The first ghost is Russia and the defeat inflicted by Russia (then the Soviet Union) on Germany in World War II. With Willy Brandt’s Ostpolitik, this ghost seemed to have been neutralized forever, but it only took the war in Ukraine to see that this was not the case. The geostrategic objectives of the United States, which include neutralizing Russia in order to reach out to China, have found in Germany the most enthusiastic or slavish support. The genuine desire for peace quickly disappeared and Germany began to prepare for a war that goes far beyond supplying arms to Ukraine. The recent revelation of German military plans for Crimea are indications of this.The Defense Minister Boris Pistorius recently stated that “the EU must be ready for war before the end of the decade.” Germany has convinced itself that it is in good company, since it has as an ally one of the powers that defeated it in World War II. Victory would be certain, and that is why the Minsk 1 and 2 Agreements were just smoke screen to give Ukraine time to prepare for war. In the end, the foresight failed and, despite all the propaganda to the contrary, Russia is winning the war and the conditions that ensured Germany’s post-war prosperity will take a long time to rebuild, if ever. The U.S. will withdraw from Ukraine when it suits it, just as it did in Afghanistan, Iraq, Syria and Libya, but Germany and Europe will be held hostage to the consequences of such withdrawal. Germany thought it was finally on the right side of history and has yet to realize that, for better or worse, history has turned back to the East, where it has actually been the longest in history. Germany and Europe itself will only wake up from this madness when they have to explain to their citizens that defending Taiwan militarily is part of European security.
The second phantom is the Holocaust. What is happening in Germany after October 7 is something very strange. Understandably, historical guilt over the horrendous crime Germany committed just ninety years ago compels it to unequivocally affirm Israel’s right to defend itself, and even to assert that Israel’s security is Germany’s raison d’être. After all, Israel’s existence is the result of that crime. What is incomprehensible is the extremism with which it does so. Any criticism of Israel is considered anti-Semitism.The German Chancellor repeats ad nauseam, against all the daily televised violence, that Israel’s behavior is guided by “the most humanitarian principles”; any protest against the genocide (a proscribed word) in Gaza is banned; German Jews themselves,who demonstrate against Israel’s policy, are censured; immigrants risk deportation, if they demonstrate in favor of Palestine, many such immigrants coming from the region that Israel’s aggressive territorial occupation policy, contravening UN resolutions, has in large part destabilized; foreign visitors who participate in talks in which the Palestinian problem is addressed with some impartiality are forbidden to enter or banned.

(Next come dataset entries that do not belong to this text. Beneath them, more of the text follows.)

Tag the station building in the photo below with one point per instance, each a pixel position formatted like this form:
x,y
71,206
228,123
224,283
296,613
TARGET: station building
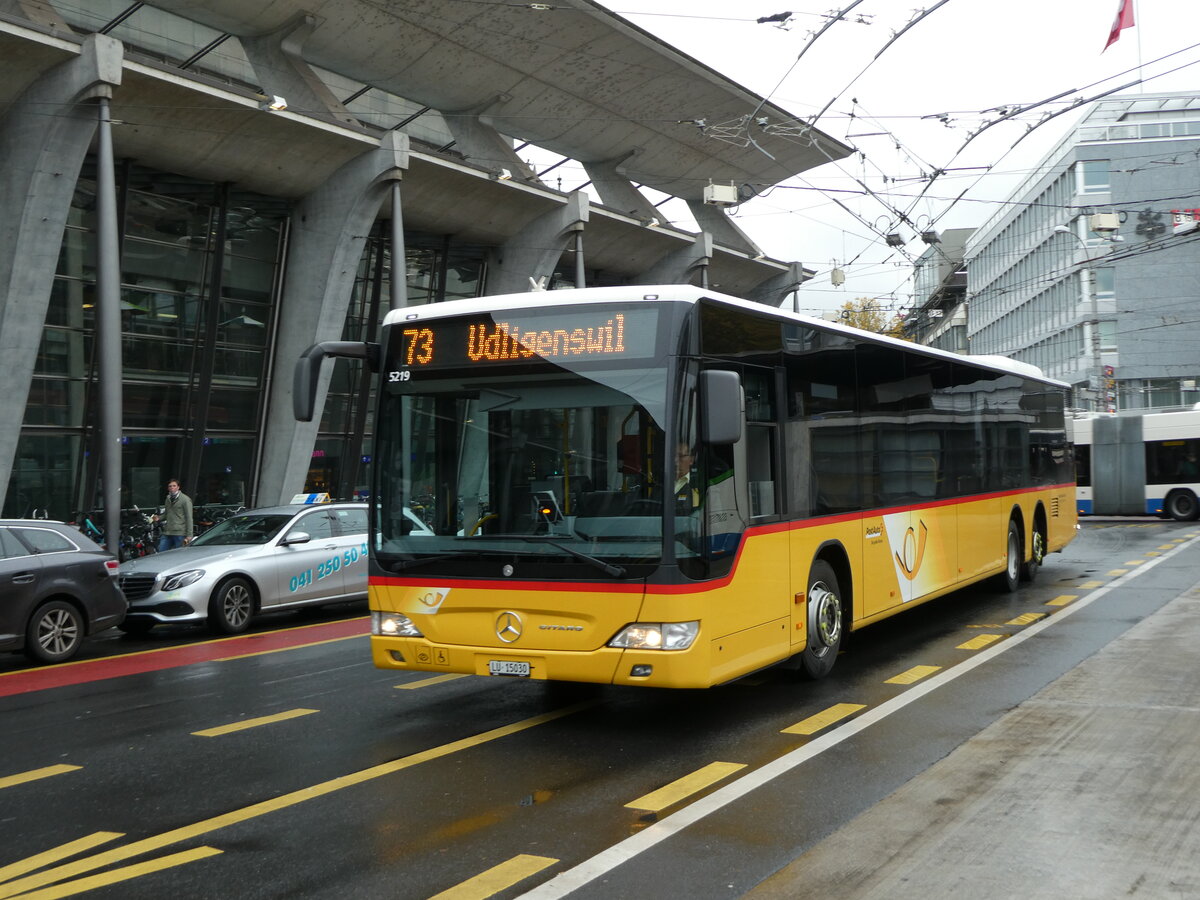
x,y
1091,270
265,161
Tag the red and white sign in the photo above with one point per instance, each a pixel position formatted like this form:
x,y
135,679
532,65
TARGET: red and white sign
x,y
1185,220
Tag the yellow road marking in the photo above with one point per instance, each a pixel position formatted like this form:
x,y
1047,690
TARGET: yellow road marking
x,y
913,675
429,682
276,803
688,785
1026,618
978,642
823,719
60,852
119,875
497,879
253,723
35,774
753,681
293,647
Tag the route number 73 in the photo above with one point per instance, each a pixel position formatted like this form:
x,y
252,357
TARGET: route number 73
x,y
420,346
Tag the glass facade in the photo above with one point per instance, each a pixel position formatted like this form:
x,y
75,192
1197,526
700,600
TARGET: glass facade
x,y
201,287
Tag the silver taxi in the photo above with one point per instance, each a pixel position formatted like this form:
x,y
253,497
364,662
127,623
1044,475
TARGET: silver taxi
x,y
273,558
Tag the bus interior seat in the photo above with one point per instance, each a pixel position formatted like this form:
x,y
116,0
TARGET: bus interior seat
x,y
604,503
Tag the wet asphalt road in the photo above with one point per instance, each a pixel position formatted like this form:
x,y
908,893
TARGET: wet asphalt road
x,y
341,780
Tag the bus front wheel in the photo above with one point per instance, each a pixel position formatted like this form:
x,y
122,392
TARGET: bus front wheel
x,y
1182,507
1011,579
825,622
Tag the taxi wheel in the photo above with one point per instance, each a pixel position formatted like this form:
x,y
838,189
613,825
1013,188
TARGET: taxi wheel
x,y
231,607
54,633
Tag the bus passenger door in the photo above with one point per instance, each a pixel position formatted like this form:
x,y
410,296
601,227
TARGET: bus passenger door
x,y
889,541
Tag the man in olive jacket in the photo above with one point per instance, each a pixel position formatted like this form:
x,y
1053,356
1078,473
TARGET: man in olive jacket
x,y
177,519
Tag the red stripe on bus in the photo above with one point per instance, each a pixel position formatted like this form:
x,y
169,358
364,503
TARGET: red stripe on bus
x,y
691,587
96,670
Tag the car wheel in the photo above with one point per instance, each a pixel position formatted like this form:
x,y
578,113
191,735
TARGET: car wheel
x,y
231,607
54,633
825,622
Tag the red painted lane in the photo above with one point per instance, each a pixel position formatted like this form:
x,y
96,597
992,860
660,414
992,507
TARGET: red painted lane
x,y
96,670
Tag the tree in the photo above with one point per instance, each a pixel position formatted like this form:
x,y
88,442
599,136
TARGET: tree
x,y
869,315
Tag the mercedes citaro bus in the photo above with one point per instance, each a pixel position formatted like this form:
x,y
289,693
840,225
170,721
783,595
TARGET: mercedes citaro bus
x,y
667,486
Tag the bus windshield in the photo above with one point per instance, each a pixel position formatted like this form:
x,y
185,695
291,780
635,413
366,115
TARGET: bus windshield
x,y
564,466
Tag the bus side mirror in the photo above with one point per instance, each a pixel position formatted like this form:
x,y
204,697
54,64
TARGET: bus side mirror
x,y
723,405
307,371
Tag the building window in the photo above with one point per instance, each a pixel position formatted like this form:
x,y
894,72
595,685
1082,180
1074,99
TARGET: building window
x,y
1092,177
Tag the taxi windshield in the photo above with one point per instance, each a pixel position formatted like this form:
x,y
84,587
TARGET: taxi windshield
x,y
251,528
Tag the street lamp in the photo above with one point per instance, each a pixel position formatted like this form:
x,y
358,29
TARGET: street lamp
x,y
1097,379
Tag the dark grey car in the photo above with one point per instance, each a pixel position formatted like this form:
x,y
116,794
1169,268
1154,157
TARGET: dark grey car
x,y
57,587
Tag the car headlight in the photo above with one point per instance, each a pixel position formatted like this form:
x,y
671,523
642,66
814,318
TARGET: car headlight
x,y
181,580
393,624
657,636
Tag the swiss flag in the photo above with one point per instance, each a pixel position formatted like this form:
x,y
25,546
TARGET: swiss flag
x,y
1123,21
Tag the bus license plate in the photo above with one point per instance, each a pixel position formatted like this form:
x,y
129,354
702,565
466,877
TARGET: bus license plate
x,y
507,666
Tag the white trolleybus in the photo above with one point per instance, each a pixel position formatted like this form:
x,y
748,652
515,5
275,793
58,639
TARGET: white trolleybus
x,y
1139,465
666,486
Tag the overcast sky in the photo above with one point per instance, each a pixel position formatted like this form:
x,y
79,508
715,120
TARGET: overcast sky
x,y
915,107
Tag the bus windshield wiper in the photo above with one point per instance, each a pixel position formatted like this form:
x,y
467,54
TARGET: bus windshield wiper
x,y
401,564
606,568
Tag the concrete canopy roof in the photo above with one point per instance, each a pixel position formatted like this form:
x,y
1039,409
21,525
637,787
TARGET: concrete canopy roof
x,y
574,79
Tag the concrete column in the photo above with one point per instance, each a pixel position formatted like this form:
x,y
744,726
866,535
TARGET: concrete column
x,y
328,233
43,139
679,265
774,289
618,192
479,141
282,71
531,256
724,229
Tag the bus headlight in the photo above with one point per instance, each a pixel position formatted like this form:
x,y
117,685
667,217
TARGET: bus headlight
x,y
393,624
657,636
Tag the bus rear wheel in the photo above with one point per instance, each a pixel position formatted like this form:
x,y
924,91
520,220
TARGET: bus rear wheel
x,y
825,622
1182,507
1037,553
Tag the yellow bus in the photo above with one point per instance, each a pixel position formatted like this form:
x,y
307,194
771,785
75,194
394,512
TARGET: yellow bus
x,y
671,487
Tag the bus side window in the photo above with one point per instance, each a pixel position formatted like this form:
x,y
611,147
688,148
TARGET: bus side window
x,y
761,431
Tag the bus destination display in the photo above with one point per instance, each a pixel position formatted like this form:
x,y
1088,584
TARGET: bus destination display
x,y
535,335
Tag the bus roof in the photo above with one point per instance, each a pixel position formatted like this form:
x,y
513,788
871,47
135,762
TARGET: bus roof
x,y
690,294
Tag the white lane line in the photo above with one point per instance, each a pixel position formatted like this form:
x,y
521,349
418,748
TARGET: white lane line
x,y
641,841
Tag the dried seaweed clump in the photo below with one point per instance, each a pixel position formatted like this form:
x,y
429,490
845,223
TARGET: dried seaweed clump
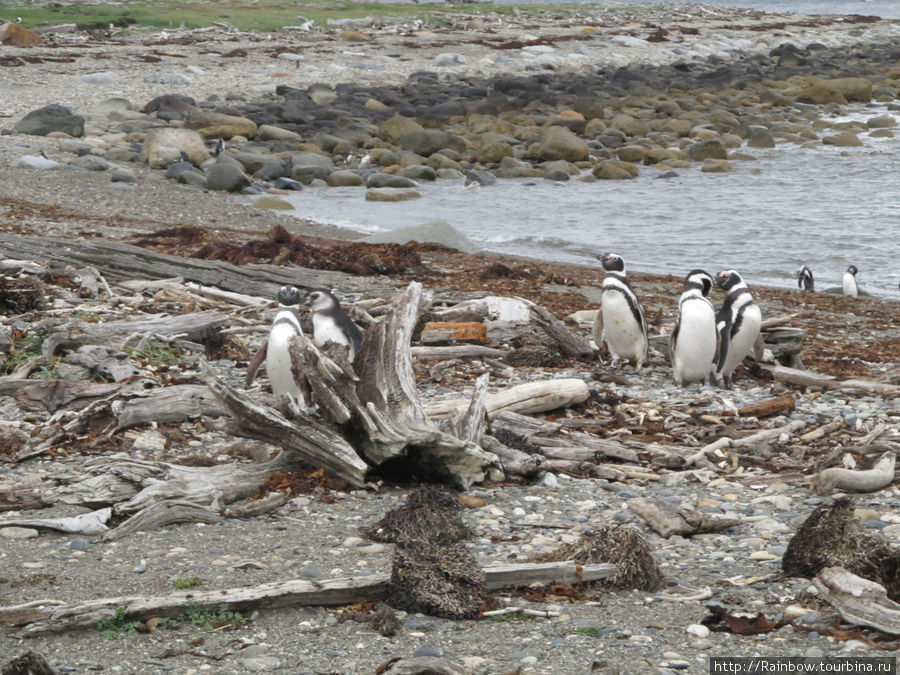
x,y
440,580
623,546
832,536
430,514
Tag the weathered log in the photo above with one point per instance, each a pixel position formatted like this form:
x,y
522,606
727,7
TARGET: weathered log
x,y
835,478
329,592
530,397
858,600
667,519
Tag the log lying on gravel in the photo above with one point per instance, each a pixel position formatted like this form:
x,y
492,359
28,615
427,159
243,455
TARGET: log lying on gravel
x,y
835,478
329,592
858,600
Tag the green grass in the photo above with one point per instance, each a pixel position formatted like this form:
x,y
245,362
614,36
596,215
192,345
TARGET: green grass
x,y
264,15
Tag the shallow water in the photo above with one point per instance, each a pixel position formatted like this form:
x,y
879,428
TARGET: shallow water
x,y
826,207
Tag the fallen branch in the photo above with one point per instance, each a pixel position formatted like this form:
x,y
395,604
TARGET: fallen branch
x,y
341,591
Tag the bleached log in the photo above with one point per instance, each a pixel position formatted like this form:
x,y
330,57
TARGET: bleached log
x,y
859,601
530,397
847,480
293,593
667,519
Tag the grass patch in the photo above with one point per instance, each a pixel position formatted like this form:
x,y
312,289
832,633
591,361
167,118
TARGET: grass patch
x,y
264,15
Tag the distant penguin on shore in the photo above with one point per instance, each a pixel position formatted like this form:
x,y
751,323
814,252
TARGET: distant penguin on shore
x,y
620,323
805,279
331,323
285,327
849,282
694,339
738,322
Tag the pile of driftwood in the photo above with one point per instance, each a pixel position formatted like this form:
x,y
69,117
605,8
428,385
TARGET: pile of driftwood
x,y
371,421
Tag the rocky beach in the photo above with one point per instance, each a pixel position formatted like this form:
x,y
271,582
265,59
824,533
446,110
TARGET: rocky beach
x,y
129,165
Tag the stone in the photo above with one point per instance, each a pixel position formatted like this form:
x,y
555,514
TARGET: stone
x,y
274,203
164,146
227,177
49,119
434,232
391,194
709,149
560,143
219,125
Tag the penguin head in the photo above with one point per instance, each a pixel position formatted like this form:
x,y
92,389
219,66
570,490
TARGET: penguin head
x,y
728,280
321,300
288,295
699,279
612,262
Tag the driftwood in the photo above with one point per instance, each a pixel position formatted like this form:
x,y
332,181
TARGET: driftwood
x,y
667,519
858,600
525,398
329,592
835,478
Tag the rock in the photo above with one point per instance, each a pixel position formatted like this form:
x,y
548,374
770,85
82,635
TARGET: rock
x,y
391,194
310,166
435,232
219,125
344,178
164,146
559,143
709,149
387,180
36,162
49,119
268,202
844,139
269,132
16,35
227,177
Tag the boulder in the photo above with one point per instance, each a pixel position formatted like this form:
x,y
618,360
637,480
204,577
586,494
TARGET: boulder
x,y
219,125
560,143
164,146
49,119
226,176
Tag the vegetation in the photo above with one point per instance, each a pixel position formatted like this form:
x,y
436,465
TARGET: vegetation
x,y
261,15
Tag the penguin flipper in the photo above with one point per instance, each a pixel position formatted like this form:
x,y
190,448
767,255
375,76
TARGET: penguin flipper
x,y
255,363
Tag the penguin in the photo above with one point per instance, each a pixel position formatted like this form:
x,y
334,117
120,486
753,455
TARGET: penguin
x,y
285,327
805,279
738,322
620,322
850,287
331,323
694,340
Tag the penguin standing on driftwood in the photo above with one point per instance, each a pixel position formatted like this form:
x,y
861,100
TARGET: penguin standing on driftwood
x,y
620,323
694,340
331,323
738,322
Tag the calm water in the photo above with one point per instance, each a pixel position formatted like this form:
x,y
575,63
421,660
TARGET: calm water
x,y
827,208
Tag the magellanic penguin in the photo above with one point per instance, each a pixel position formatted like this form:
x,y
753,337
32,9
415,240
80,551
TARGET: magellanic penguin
x,y
285,327
805,280
694,340
850,287
620,322
331,323
738,322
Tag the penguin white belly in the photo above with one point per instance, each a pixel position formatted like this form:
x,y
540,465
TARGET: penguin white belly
x,y
278,364
742,343
694,352
325,329
623,333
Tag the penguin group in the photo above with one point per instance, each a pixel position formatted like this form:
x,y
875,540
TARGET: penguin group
x,y
330,323
705,345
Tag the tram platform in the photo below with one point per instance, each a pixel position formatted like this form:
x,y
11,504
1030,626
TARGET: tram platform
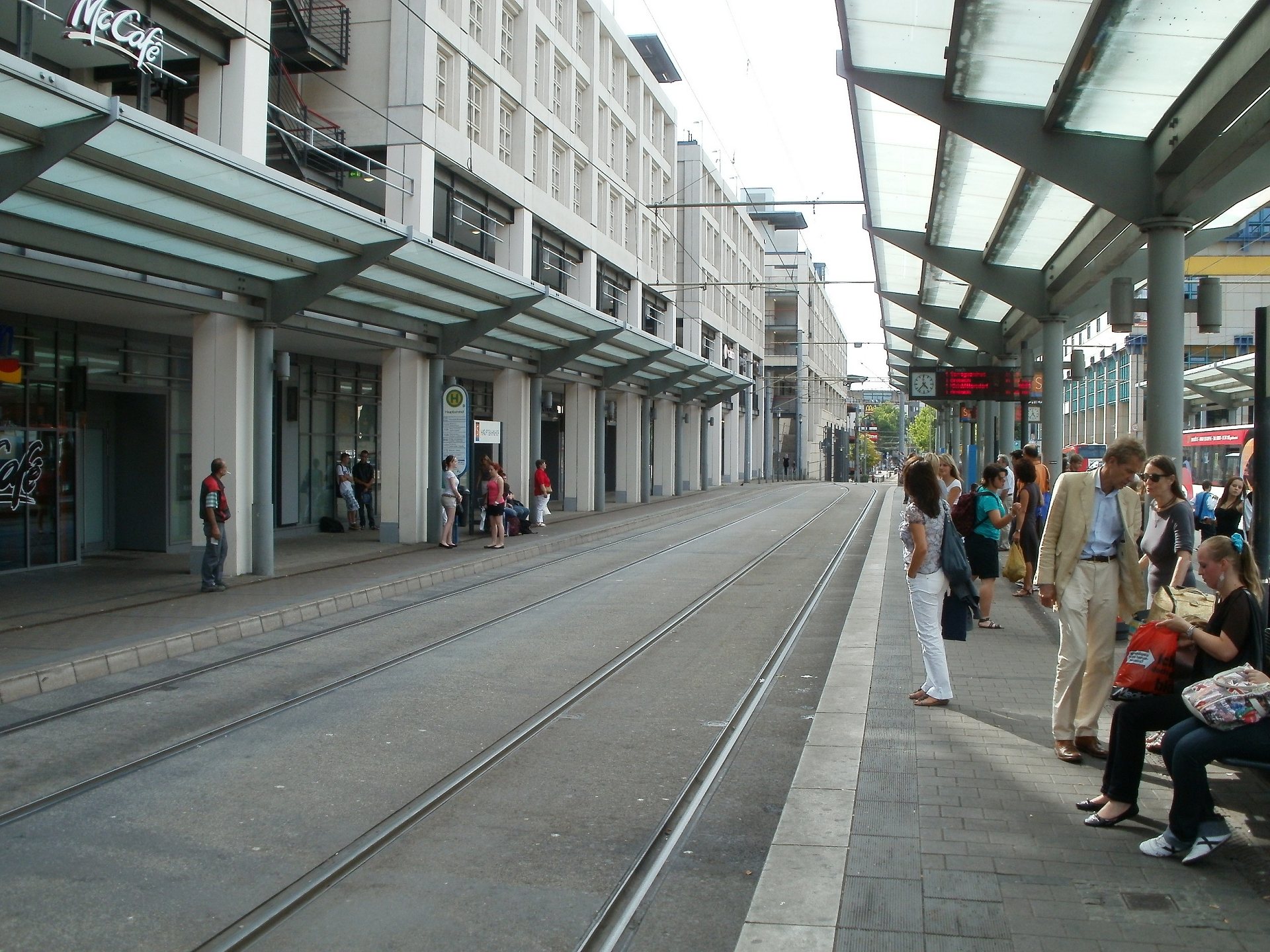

The fight against anti-Semitism is more than legitimate and necessary, but to defend it in this way meansto feed authoritarianism, xenophobia and Islamophobia and, ultimately, anti-Semitism. It means to agree with the common sense of the Israeli state that Palestinians are inferior beings, “human animals” who deserve nothing but extermination, ethnic cleansing. It means to give a blank check to a very unpopular Prime Minister of Israel who, in the face of the crimes of which he is accused, sees in the continuation and extension of the war a condition for his survival.
The complicity in the Gaza genocide is being taken to such an extreme that, ninety years later, we can see that the Germans are once again normalizing a horrendous crime against people they consider inferior, a crime this time not committed by them, but by their former victims, of whom they consider themselves unconditional allies. The perplexity is such that German extremism leads us to wonder whether support for the Gaza genocide is explained less by a desire to atone for a horrendous crime than by an insidious and unconscious desire to justify it. The collective unconscious has reasons whichreason knows nothing of.